This model has an advantage in its simplicity. The end user can simply

multiply the number of records in their system by a fixed dollar figure

and get an estimate of loss. But as we’ll see, this is a very poor model

at describing this data and is quite misleading to the reader. In order

to quantify how the model performs in describing the data we will

calculate what’s known as the *R-Squared
value*, which will give some indication of how well the model “fits” the

data. The result will be between 0 and 1 with 1 representing a perfect

fit of the data.

- For 2013, at $188 per record, the r-squared value is 0.1293
- For 2014, at $201 per record, the r-squared value is 0.0223

This means that the Ponemon model describes about 13% of the variation

in the data in 2013 and just over 2% of the variation in 2014.
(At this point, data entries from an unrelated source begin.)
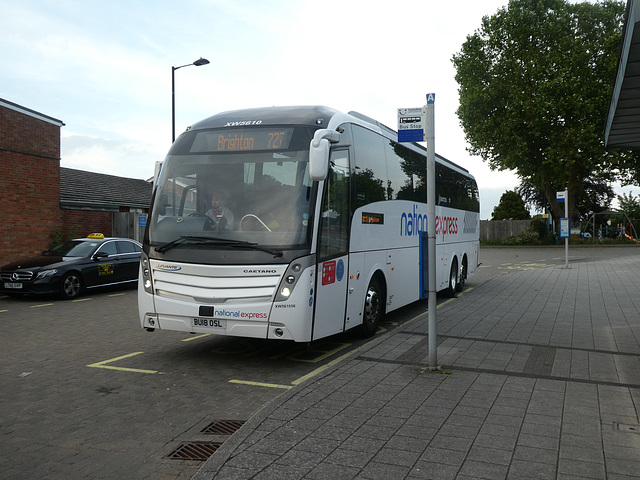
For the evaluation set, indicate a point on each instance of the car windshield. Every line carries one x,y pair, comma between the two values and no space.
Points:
262,196
73,248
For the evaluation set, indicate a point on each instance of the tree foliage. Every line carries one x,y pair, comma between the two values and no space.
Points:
534,84
510,207
596,196
630,205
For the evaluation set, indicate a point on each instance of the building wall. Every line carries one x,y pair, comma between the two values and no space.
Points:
29,184
80,223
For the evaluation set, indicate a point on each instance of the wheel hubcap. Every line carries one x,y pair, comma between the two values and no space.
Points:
71,286
372,306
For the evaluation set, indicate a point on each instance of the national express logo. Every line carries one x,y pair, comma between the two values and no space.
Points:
414,223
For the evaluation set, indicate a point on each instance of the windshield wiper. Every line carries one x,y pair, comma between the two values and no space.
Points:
215,241
255,246
181,239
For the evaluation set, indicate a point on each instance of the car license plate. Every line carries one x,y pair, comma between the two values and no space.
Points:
209,323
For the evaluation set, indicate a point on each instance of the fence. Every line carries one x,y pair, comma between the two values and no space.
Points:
500,230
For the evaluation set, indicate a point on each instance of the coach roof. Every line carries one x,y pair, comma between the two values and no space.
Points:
310,115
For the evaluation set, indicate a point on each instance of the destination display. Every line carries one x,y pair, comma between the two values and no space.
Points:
243,140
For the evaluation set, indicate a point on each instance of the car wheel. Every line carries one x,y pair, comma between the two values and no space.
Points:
373,308
71,285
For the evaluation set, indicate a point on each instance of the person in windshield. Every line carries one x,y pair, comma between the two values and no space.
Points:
221,215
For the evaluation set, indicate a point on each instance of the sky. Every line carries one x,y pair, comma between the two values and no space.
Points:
104,69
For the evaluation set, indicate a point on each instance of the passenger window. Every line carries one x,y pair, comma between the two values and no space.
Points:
109,248
126,247
370,167
334,227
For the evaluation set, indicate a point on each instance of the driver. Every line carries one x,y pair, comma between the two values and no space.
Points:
221,215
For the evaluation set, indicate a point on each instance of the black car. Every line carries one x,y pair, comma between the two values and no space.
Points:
72,266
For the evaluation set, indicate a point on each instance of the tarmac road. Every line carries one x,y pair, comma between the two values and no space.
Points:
86,393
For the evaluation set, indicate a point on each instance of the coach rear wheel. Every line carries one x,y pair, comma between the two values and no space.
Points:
373,308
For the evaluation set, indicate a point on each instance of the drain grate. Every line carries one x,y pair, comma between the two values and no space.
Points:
222,427
199,451
628,428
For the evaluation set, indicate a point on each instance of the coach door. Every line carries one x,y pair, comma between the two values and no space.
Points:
333,249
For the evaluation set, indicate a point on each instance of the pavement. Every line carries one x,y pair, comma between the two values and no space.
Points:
539,378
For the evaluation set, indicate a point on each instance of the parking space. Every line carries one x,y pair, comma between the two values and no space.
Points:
87,392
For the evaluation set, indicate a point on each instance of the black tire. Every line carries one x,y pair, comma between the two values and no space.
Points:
452,287
373,311
71,285
463,276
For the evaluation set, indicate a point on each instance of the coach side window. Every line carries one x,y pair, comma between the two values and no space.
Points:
334,226
371,167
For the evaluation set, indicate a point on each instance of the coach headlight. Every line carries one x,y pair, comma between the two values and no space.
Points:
291,276
285,292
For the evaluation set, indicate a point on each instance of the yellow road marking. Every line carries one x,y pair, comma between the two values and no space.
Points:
259,384
196,337
103,364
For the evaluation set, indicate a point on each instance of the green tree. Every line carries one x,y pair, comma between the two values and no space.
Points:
630,205
534,84
510,207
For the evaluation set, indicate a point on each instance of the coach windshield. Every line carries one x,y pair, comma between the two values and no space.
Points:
225,189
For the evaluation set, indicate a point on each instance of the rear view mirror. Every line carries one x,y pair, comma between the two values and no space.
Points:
319,153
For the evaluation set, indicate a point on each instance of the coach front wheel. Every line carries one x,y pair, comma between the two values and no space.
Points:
373,308
452,288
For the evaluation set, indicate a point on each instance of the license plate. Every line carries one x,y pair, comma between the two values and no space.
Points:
209,323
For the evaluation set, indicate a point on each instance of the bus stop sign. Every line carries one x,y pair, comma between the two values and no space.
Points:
411,124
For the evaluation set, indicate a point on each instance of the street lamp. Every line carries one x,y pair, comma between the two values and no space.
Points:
197,63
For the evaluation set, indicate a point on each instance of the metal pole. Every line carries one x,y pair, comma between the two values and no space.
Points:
566,214
431,228
173,104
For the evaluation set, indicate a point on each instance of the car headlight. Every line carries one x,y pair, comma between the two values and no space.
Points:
46,273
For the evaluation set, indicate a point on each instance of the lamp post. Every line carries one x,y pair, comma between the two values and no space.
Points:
197,63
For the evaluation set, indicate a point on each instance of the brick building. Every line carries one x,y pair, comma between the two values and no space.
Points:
29,180
40,202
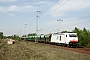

As a point of reference, think of how well you could estimate a persons

weight if you only knew their height. Using this

data,

we can calculate the r-squared to be 0.2529 if we use a simple linear

regression model. Meaning, if we just use height we can describe 25% of

the variance in people’s weight. Compare that against the r-squared

value from the Ponemon model.

We can visualize the relationship in the Ponemon model by adding in a

line for the estimated values on the same graphs we made before.

### Alternative 1: Simple Linear Regression

Since we have the data, we can explore the relationship between the

number of records and the reported losses. Let’s start with a simple

linear regression model where we use the number of records as the

independant variable and the total loss in dollars as the dependant

variable. Here is the output from the model for 2013 data.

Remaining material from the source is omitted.